I just read up on interval arithmetic. I understand its desirable properties. Where in practice have you applied it? What’s a real world application for interval arithmetic?

▲ ngruhn 6 hours ago | parent | next [-]

It can be used in static analysis or type checking. E.g.

    if (x >= 0) {
      x += 10
      if (x =< 9) {
        // unreachable 
      }
    }

By maintaining an interval of possible values of x, you can detect the unreachable branch, because the interval becomes empty:

    initial: [-oo, oo]
    x >= 0 : [0, oo]
    x += 10: [10, oo]
    x =< 9 : [10, 9] (empty)

	▲	Oberdiah 4 hours ago \| parent \| next [-]
		I’m working on a static analyser at the moment that does this, and the inferences that can be made just from the information of intervals is quite impressive. One thing you run into pretty quickly though in a lot of languages is integer overflow ruining your day - in your example above the commented section is reachable for signed ints that support overflow and that adds a whole other layer of complexity to things.
	▲	thekoma 4 hours ago \| parent \| prev [-]
		We recently implemented this idea in an LLVM optimisation pass based on value-range information from sensor datasheets [1]. [1]: https://dl.acm.org/doi/pdf/10.1145/3640537.3641576

▲ nickcw 5 hours ago | parent | prev | next [-]

In physics, whenever you make a measurement it has a precision. Usually you represent this as a normal distribution, but for calculations it can be easier to represent this as an interval.

The police measure the distance my car travelled [ 99.9, 100.1 ] m and the time it took [ 3.3, 3.4 ] s - how fast was my car going? [29.38, 30.33] m/s according to the interval calculator.

Physics students learn exactly this method before they move on to more sophisticated analysis with error distributions.

	▲	ttoinou 4 hours ago \| parent [-]
		And one might want to approximate error distribution calculus with a method that will look like the one here

▲ nicolodev 6 hours ago | parent | prev [-]

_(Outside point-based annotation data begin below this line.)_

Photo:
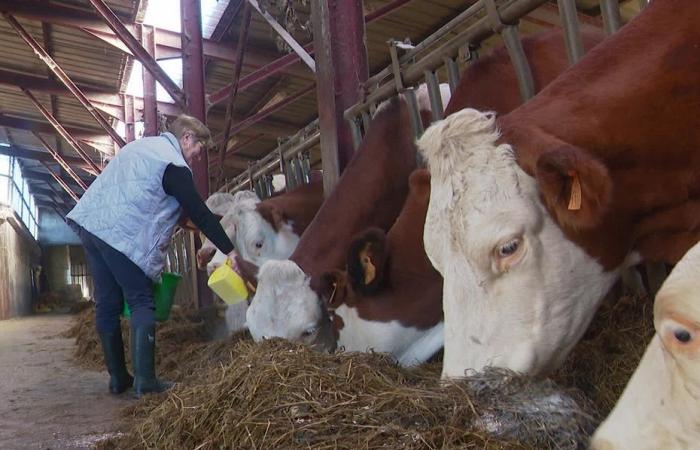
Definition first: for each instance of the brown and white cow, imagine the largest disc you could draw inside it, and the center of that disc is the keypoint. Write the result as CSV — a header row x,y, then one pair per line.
x,y
369,315
370,192
263,230
660,407
530,226
389,300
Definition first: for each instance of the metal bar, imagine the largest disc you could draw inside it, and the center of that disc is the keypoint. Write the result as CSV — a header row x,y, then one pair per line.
x,y
413,112
63,184
255,118
258,75
129,126
298,49
452,73
150,104
473,34
149,63
240,51
356,134
572,32
25,153
610,10
61,161
436,107
456,22
62,131
61,75
519,61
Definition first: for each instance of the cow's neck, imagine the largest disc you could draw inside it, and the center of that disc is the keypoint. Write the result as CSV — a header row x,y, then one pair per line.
x,y
624,103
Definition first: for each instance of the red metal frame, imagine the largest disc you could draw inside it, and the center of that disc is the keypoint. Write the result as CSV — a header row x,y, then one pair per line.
x,y
242,39
60,181
149,63
61,161
62,131
56,69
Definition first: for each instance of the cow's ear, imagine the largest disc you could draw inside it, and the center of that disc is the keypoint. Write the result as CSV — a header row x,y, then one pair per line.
x,y
271,214
334,288
575,186
366,259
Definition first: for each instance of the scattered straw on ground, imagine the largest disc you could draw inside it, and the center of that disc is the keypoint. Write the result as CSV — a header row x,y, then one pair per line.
x,y
280,395
237,394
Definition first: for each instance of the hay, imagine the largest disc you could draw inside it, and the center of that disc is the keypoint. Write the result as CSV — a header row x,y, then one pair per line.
x,y
604,360
280,395
179,342
237,394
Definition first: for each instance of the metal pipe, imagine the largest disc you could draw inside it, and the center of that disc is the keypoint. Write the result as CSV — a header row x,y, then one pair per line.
x,y
475,33
240,51
62,131
150,104
61,75
61,161
572,32
610,10
63,184
149,63
452,74
298,49
519,61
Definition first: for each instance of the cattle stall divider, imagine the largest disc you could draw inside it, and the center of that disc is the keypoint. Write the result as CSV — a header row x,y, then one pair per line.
x,y
438,53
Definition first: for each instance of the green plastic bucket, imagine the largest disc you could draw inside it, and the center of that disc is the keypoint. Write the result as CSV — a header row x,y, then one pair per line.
x,y
163,295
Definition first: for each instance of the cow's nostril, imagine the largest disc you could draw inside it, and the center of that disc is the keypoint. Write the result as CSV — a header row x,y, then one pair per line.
x,y
682,336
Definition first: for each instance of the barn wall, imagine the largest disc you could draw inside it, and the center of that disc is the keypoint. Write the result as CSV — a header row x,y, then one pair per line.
x,y
19,255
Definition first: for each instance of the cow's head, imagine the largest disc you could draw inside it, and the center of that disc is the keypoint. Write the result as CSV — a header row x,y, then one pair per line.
x,y
517,292
285,306
659,407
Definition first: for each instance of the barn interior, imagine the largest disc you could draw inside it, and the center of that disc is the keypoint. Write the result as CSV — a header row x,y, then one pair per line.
x,y
287,87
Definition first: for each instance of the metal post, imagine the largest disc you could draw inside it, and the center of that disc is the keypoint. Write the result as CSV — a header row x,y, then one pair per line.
x,y
150,104
572,33
341,68
62,131
452,73
436,106
61,75
610,10
193,86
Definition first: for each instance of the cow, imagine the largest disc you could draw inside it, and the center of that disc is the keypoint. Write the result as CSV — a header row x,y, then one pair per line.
x,y
660,407
365,316
263,230
389,300
531,219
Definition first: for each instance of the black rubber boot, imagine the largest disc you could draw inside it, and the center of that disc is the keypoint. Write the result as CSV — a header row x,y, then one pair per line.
x,y
113,349
143,358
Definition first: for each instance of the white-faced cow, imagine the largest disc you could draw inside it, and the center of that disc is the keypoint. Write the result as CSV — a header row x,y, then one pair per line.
x,y
660,407
381,314
531,226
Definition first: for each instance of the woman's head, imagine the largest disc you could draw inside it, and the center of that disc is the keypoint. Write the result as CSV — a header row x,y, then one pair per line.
x,y
192,135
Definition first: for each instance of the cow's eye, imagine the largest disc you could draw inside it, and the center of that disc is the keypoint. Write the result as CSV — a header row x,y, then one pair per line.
x,y
509,248
508,253
310,331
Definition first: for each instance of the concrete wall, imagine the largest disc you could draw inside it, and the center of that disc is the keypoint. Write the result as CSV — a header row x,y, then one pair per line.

It’s astonishing how nobody hasn’t mentioned abstract interpretation yet. Under classical static analysis, if you can “prove” that a variable does not have values in some unsound zones, you can e.g. “prove” soundness or apply further optimizations.

The interval abstract domain works under interval analysis with an algebra that’s the same of this calculator. It’s funny to implement something like that on source/binary level :)